What's wrong: After cancel(), the read completes with operation_aborted. Treating it as a hard error spams logs and may crash a legitimate timeout-close path. Root cause: operation_aborted is an expected outcome of cancellation, not a failure. Fix: if (ec == boost::asio::error::operation_aborted) { return; /* normal */ } before generic error handling.

Bug 10 — Concurrent writes on one socket

void send(const std::string& msg) {
    sock_.async_write_some(boost::asio::buffer(msg), handler);  // BUG if called
}                                                               // re-entrantly
// send() called from two handlers before the first write completes

What's wrong: Two async_write_some ops are outstanding on the same socket; their bytes interleave on the wire, corrupting the stream. (Also msg is a dangling reference once send returns.) Root cause: A socket allows only one outstanding write at a time for ordered output; and the buffer must outlive the op. Fix: Queue outbound messages; write the next only after the previous write's completion. Own each message buffer (copy into the queue), not by reference.

Bug 11 — Java buffer not flipped

ch.read(buf, buf, new CompletionHandler<Integer, ByteBuffer>() {
    public void completed(Integer n, ByteBuffer b) {
        ch.write(b, b, writeHandler);   // BUG: buffer still in write-position
    }
    public void failed(Throwable t, ByteBuffer b) {}
});

What's wrong: After a read, the ByteBuffer's position is at the end of the data; writing it without flip() sends zero/garbage bytes from position→limit. Root cause: NIO buffers track position/limit; read fills forward, write must start from 0. Fix: b.flip(); before ch.write(b, ...); after the write completes, b.clear() before the next read.

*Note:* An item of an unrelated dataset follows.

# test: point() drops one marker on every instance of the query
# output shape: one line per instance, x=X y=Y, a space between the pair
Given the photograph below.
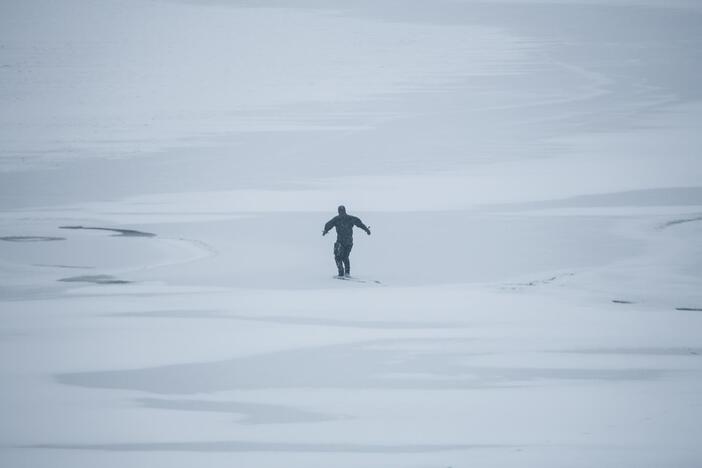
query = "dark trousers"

Bug 12 — Unbounded reads (no backpressure)

void do_read() {
    sock_.async_read_some(boost::asio::buffer(buf_),
        [this, self](auto ec, std::size_t n) {
            outbound_.push_back(std::string(buf_.data(), n)); // BUG: grows forever
            do_read();                                        // read again immediately
        });
}

What's wrong: If the consumer (or upstream socket) is slower than the producer, outbound_ grows without bound → OOM. Root cause: No backpressure: reads are re-armed regardless of how much un-sent data is queued. Fix: Gate do_read() on a high-water mark; pause reading when outbound_ bytes exceed it, resume in the write-completion handler when below a low-water mark.

Practice Tips

  • Lifetime first. When a Proactor server crashes intermittently under load with detached stacks, suspect Bug 1/2/5/10 (use-after-free / dangling buffer) before anything else. Reproduce under AddressSanitizer.
  • Races second. Mysterious wrong results on multi-threaded io_context → Bug 8. Run under ThreadSanitizer; prefer strands or per-core sharding.
  • Semantics third. Wrong/short data → Bug 3/4/11 (partial reads, buffer positions).
  • Always handle operation_aborted explicitly before generic error handling.
  • One outstanding write per socket — serialize via an outbound queue.
  • Add backpressure to every read loop that can outrun its consumer.